Baby seals reach up to three times their weight during feeding and use the excess fat to strengthen themselves to survive. This is a precarious period for them, as they become easy prey for killer whales, polar bears, and other seals. During this time, pups do not eat or drink, surviving off the body fat provided to them while weaning.

Males reach sexual maturity at around 3 – 4 years of age, while females do so at 3 – 6 years.

Baby Seal
Seal Photo

Conservation

According to the IUCN’s classifications, seven seal species are “Endangered” or “EN”  including the Hawaiian fur seal, the Galapagos fur seal, and the Australian sea lion. Three are categorized as “Vulnerable” or “VU” – the northern fur seal, the hooded seal, and the walrus. There are several threats to them, including getting caught in fishing nets, global warming causing habitat loss, marine pollution, and indiscriminate hunting for their blubber, fur, and meat.

There have been several acts passed to protect seals. These include the Marine Mammal Protection Act of 1972 (MMPA) in the United States and the Convention for the Conservation of Antarctic Seals.

Seals – FAQs

1. What is a baby seal called?

A baby seal is called a pup.

2. Are seals dangerous?

Not in particular, but they are wild animals and should be avoided.

3. Are seals related to dogs?

No, they are entirely separate species.

4. What’s the difference between a seal and a sea lion?

There are several differences between the two. Seals are less mobile on land, make less noise, and have longer hind flippers.
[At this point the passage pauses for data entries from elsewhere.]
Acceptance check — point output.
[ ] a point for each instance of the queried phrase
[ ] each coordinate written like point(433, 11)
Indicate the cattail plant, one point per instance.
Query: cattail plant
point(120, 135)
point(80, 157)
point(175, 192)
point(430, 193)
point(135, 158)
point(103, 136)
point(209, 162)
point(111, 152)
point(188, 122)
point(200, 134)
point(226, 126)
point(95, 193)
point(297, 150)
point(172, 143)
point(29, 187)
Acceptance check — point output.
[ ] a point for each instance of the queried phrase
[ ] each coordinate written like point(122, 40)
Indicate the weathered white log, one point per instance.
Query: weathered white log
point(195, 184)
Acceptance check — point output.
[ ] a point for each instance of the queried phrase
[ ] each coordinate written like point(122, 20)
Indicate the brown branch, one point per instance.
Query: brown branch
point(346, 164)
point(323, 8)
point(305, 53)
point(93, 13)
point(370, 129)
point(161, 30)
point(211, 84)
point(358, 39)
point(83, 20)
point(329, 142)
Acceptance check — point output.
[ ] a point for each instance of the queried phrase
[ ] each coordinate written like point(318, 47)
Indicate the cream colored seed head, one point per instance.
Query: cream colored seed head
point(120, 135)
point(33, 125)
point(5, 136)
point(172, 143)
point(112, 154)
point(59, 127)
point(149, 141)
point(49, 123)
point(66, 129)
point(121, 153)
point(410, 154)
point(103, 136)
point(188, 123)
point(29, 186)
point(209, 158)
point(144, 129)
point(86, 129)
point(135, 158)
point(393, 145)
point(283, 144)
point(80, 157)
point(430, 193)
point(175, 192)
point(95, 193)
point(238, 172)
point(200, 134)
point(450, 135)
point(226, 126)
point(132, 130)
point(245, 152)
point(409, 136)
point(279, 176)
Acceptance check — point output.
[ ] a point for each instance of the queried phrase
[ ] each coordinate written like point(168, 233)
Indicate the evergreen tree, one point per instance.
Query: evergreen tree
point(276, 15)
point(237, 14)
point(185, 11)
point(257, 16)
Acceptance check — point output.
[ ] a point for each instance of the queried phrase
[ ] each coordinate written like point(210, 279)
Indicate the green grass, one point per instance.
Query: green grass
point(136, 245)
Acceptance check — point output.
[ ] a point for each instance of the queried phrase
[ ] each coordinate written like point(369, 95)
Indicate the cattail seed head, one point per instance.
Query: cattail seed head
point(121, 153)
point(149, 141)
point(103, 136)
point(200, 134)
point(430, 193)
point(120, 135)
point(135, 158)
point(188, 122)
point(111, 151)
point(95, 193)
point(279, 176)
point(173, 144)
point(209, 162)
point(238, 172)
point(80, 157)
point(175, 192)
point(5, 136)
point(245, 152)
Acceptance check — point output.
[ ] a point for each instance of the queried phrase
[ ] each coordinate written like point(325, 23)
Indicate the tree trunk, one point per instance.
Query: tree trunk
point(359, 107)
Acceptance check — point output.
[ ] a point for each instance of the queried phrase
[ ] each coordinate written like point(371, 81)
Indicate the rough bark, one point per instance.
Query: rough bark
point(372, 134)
On the other hand, sea lions have better terrestrial mobility, bark to communicate, and have smaller hind limbs.

5. Are seals friendly?

Due to their high intelligence, seals will appear friendly and sometimes, out of curiosity, will approach humans. However, this behavior should not be encouraged as they may act in an unpredictable manner that harms both parties.
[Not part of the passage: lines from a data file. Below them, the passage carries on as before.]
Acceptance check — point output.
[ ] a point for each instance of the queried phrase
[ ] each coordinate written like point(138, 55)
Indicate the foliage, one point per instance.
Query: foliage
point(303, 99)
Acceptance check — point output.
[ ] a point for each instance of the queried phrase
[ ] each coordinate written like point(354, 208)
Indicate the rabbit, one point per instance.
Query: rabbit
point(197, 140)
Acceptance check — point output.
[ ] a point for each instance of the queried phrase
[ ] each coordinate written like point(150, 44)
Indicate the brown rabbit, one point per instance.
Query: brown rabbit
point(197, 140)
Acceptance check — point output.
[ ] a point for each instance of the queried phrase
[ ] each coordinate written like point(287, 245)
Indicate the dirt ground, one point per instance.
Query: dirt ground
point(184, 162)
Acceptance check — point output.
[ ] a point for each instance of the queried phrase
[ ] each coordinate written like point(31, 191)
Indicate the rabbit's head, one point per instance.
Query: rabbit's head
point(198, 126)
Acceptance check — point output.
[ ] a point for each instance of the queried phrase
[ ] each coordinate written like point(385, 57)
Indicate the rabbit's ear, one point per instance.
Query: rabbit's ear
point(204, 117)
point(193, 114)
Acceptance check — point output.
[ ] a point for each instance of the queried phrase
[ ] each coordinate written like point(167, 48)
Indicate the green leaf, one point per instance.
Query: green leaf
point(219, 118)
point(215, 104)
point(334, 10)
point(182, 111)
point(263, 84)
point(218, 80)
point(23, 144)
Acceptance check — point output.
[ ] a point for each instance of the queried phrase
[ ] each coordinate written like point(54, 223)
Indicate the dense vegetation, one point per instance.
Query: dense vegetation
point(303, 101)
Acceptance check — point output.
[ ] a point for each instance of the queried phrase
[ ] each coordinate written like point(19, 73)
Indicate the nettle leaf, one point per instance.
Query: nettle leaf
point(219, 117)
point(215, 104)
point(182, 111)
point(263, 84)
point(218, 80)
6. What is a group of seals called?

They are commonly called a colony or a rookery, but other terms include a bob, a harem, or a herd.

7. What eats seals?

Seals have several predators, including sharks, polar bears, killer whales, and other seals.

8. Do seals attack humans?

Though rare, attacks on humans have been recorded, with a single recorded incidence of fatality in 2003. Researcher Kirsty Brown was dragged underwater by a leopard seal, drowning as a result.

9. Do seals bite?

Yes, seals can bite if they feel threatened.

10. Do seals breathe underwater?

No, the oxygen from their lungs gets compressed and is sent to the muscles and blood.

11. Do seals eat penguins?

Yes, in fact, penguins form the greater part of the diet of seals, like the leopard seal and the fur seal.

Male Seal
Female Seal

Interesting Facts

  • Seals have a lot of carbon monoxide in their blood. This is a result of staying underwater for long periods.
  • Two seals went extinct relatively recently – the Caribbean monk seal in 1996 and the Japanese sea lion, whose last recorded sighting was that of a juvenile in 1974.
  • Due to their appealing appearance and behavior, seals have been prominently featured in popular culture. This includes the legend of the selkies, the Inuit goddess Sedna, and modern animated features such as Madagascar and Ice Age.
  • Seals have been historically easy to tame and are often seen in zoos and marine parks. They have also been used in scientific research and also by the military.